Now these are all the near term challenges, but note its been pretty clear since the GFC that EM is struggling – reflected in EMFX underperformance. Herein there is much to suggest its about poor TFP growth is the result of a decade of cheap money flowing into EM, which has slowed the pace of structural change over the period since the GFC. I think that cheap money has reduced pressure on governments to reform as they think that low IRs are a sign that they were actually doing the right thing. When the reality is that reforms across EM have been stagnating and low IRS is just the result of QE and too much money flooding markets globally.
(-) Name me a good bottom up EM story? Ok, maybe some GCC credits, Saudi, Oman, but they are coming from a standing start, and face still massive challenges in delivery.

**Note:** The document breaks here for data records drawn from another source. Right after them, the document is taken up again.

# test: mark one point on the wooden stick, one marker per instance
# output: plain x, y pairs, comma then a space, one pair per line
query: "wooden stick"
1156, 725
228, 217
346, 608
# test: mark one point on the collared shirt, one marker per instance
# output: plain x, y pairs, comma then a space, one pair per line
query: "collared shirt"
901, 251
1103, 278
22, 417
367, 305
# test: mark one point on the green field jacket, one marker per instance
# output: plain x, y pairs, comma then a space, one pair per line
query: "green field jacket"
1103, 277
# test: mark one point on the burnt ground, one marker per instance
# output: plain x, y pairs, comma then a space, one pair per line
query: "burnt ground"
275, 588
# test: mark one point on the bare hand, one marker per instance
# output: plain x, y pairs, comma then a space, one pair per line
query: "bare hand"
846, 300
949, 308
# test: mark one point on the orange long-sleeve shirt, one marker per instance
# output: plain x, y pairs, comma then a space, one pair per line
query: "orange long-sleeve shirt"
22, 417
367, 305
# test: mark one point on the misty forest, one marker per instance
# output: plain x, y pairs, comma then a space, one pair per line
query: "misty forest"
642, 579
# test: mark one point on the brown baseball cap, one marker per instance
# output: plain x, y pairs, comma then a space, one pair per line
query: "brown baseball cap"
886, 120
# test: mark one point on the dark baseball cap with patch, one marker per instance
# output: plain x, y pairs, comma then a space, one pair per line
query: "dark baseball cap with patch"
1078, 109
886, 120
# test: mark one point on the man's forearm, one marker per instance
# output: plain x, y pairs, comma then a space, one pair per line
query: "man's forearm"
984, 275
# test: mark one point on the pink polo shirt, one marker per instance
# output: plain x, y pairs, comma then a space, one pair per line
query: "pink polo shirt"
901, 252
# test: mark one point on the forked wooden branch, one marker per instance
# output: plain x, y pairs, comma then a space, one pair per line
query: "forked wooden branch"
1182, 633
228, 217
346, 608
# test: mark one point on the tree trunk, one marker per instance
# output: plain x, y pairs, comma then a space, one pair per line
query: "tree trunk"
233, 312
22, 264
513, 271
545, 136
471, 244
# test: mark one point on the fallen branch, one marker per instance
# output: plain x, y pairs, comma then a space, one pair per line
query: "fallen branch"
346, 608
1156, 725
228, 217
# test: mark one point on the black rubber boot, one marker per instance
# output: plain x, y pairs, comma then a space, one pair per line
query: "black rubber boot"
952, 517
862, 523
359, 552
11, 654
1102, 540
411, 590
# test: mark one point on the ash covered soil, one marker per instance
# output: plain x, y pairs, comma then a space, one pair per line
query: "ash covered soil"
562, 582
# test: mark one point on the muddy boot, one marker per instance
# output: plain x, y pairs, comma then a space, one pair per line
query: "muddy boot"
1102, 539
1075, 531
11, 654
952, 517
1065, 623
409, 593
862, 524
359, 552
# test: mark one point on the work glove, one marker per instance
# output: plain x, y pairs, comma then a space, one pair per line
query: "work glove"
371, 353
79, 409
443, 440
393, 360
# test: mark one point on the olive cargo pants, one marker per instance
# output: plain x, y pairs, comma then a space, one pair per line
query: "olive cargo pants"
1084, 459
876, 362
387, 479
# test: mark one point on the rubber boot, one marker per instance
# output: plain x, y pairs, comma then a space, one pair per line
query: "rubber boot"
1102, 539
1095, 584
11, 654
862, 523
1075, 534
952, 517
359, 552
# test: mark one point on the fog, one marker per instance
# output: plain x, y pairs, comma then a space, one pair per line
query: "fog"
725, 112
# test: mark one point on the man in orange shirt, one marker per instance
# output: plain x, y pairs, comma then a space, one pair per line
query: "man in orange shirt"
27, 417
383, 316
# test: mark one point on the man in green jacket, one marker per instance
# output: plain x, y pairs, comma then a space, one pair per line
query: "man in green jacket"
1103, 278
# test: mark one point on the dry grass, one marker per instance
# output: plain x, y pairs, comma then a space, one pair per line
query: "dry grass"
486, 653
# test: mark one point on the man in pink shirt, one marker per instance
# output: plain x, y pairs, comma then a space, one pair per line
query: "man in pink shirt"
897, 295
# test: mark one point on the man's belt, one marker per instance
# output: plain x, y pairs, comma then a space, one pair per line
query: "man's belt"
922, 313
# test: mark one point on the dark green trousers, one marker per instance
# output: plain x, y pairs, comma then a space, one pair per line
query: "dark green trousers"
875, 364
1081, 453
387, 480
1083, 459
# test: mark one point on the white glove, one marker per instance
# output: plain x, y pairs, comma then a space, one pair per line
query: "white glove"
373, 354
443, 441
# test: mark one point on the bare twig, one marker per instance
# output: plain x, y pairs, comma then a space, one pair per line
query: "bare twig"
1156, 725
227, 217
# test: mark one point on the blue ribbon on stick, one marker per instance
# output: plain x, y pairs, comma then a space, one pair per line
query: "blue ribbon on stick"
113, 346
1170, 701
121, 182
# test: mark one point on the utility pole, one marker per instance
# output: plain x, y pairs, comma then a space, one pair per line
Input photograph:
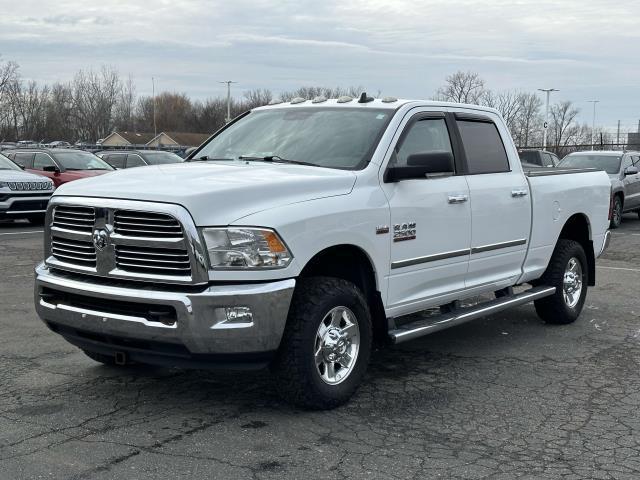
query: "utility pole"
593, 123
153, 90
546, 115
228, 82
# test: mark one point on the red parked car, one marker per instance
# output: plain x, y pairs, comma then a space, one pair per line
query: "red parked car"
60, 165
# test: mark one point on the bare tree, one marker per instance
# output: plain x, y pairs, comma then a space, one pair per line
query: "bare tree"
564, 129
257, 98
462, 87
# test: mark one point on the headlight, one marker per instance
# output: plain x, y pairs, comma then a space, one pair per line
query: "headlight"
245, 248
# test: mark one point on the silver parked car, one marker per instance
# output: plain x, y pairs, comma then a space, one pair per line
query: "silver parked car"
622, 168
22, 194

Now back to the outlook, faced by the above global risks, and specific EM challenges, the outlook for EM in my view is:
* Lower growth;
* Higher inflation and rates;
* More public debt, with higher interest burden, then feed back into lower growth, and a vicious cycle;
* Challenging TOT, less scope for large current account surpluses;
* Less FDI – less productivity growth;
* Stagnation in per capita GDP, likely greater income inequality;
* More challenging social/political situations – more autocracy/weaker ESG?